Nella sinossi si legge: “Abbiamo intorno un mondo per salvarci, ma raramente ci facciamo caso”. Che fare, allora?
«Si tratta di un’indicazione di metodo. L’atteggiamento catastrofista può lasciare il posto a un movimento di scoperta, visto che abbiamo le potenzialità per provare a cambiare le cose. L’uomo, con la sua mente, ad esempio, può essere concepito come un individuo capace di contenere l’infinito; un infinito in cui ci sono infinite forme, infinite possibilità e anche infiniti rimedi. Siamo stati noi a creare i “guasti” di cui ci lamentiamo, quindi logicamente potremmo supporre di riuscire a trovare le soluzioni».

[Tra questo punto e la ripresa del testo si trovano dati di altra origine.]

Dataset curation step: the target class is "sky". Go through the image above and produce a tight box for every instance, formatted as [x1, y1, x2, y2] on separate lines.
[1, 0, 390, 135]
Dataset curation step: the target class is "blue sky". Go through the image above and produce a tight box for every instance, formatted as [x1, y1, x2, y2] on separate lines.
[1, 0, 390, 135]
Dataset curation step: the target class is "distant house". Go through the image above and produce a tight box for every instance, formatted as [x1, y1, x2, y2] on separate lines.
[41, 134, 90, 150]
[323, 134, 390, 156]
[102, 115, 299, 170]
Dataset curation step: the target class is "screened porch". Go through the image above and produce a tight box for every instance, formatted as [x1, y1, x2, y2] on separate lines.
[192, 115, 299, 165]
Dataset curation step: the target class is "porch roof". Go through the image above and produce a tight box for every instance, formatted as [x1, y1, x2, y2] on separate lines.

All’attività di scrittore si affianca quella di attore. Come coesistono?
«C’è il dispiacere che le due cose siano esclusive, per cui a volte bisogna scegliere, non potendole sovrapporre. È un peccato non poterle fare entrambe, fino in fondo. Se sono sul palcoscenico e mi viene un’idea, questa svanirà se non ho il tempo di darle lo spazio che essa merita quando arriva, come un lampo».

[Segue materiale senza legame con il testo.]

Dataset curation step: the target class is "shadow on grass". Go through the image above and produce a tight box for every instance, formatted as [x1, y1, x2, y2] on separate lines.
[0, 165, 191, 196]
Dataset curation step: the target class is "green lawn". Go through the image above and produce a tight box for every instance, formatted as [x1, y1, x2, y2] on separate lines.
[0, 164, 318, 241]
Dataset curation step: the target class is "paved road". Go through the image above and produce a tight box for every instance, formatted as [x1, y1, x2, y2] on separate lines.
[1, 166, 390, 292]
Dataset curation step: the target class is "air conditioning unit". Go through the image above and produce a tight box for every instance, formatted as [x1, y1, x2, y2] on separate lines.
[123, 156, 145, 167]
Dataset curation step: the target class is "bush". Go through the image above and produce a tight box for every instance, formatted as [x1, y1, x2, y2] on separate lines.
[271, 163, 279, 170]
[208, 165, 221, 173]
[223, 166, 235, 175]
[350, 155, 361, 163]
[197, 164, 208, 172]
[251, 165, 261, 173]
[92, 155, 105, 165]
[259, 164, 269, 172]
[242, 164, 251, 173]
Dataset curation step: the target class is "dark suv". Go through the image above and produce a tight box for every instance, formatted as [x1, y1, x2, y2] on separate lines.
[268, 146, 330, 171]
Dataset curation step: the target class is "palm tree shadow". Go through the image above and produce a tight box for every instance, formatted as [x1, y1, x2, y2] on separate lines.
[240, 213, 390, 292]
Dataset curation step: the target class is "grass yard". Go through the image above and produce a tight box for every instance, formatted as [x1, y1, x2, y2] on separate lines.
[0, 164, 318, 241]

Ci sono punti di contatto?
«È più facile trovarli tra il teatro e la scrittura. Il teatro quasi sempre si occupa dei grandi temi che riguardano l’uomo, tenendo conto del discorso linguistico e della parola. Il film non si preoccupa dell’articolazione del linguaggio in termini artistici. Per varie ragioni, il lavoro che l’autore fa sul linguaggio avvicina molto la scrittura letteraria al teatro e non al cinema. Il punto di contatto è questo: sono esperimenti che si fanno sull’uomo. Facendo l’attore si dà respiro, carne, sguardo e voce a qualcosa che è stato scritto; nella scrittura, invece, si creano le premesse perché questo accada nell’immaginazione del lettore. Tutto ciò avviene nello stesso campo, quello della sperimentazione che facciamo – attraverso l’arte – sull’uomo che si trova in particolari circostanze della propria vita».

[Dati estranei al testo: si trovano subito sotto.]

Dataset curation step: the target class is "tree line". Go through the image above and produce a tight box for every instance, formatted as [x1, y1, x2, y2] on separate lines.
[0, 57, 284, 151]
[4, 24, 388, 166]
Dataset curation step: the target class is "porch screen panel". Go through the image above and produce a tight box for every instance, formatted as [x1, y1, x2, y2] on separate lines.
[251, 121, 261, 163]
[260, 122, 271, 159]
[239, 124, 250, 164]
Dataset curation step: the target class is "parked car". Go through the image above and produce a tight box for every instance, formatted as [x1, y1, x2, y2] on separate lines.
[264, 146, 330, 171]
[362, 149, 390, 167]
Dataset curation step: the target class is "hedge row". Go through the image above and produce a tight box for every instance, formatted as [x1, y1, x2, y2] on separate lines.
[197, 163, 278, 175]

Tra gli ultimi progetti, in ordine di tempo, ci sono “The Bad Guy” e “Delta”, entrambi parecchio originali. È l’innovazione ciò che più la incuriosisce?
«Non seguo l’innovazione in termini di rapporto con lo sguardo degli altri, bado a ciò che è nuovo per me. Sia in termini espressivi che generali. Leggendo la sceneggiatura di “The Bad Guy” mi rendevo conto che c’era qualcosa che mi sorprendeva e, se mi sorprendeva, voleva dire che aveva dentro qualcosa di originale. L’elemento dell’inesplorato per me è un qualcosa che mi aiuta a desiderare di esserci».
C’è l’idea di tornare a dirigere un film?
«È un sogno che c’è dal giorno dopo in cui è uscito il mio primo film, “La città ideale”. È stato un momento felice: un sentirsi dentro pienezza e gioia creativa. Stare sul set come regista è un’esperienza potente, quindi ho il desiderio di riprovare qualcosa di simile. Siccome l’idea che ho sembra molto vicina a diventare una sceneggiatura, immagino che l’anno prossimo possa esserci la possibilità di preparare e girare il film».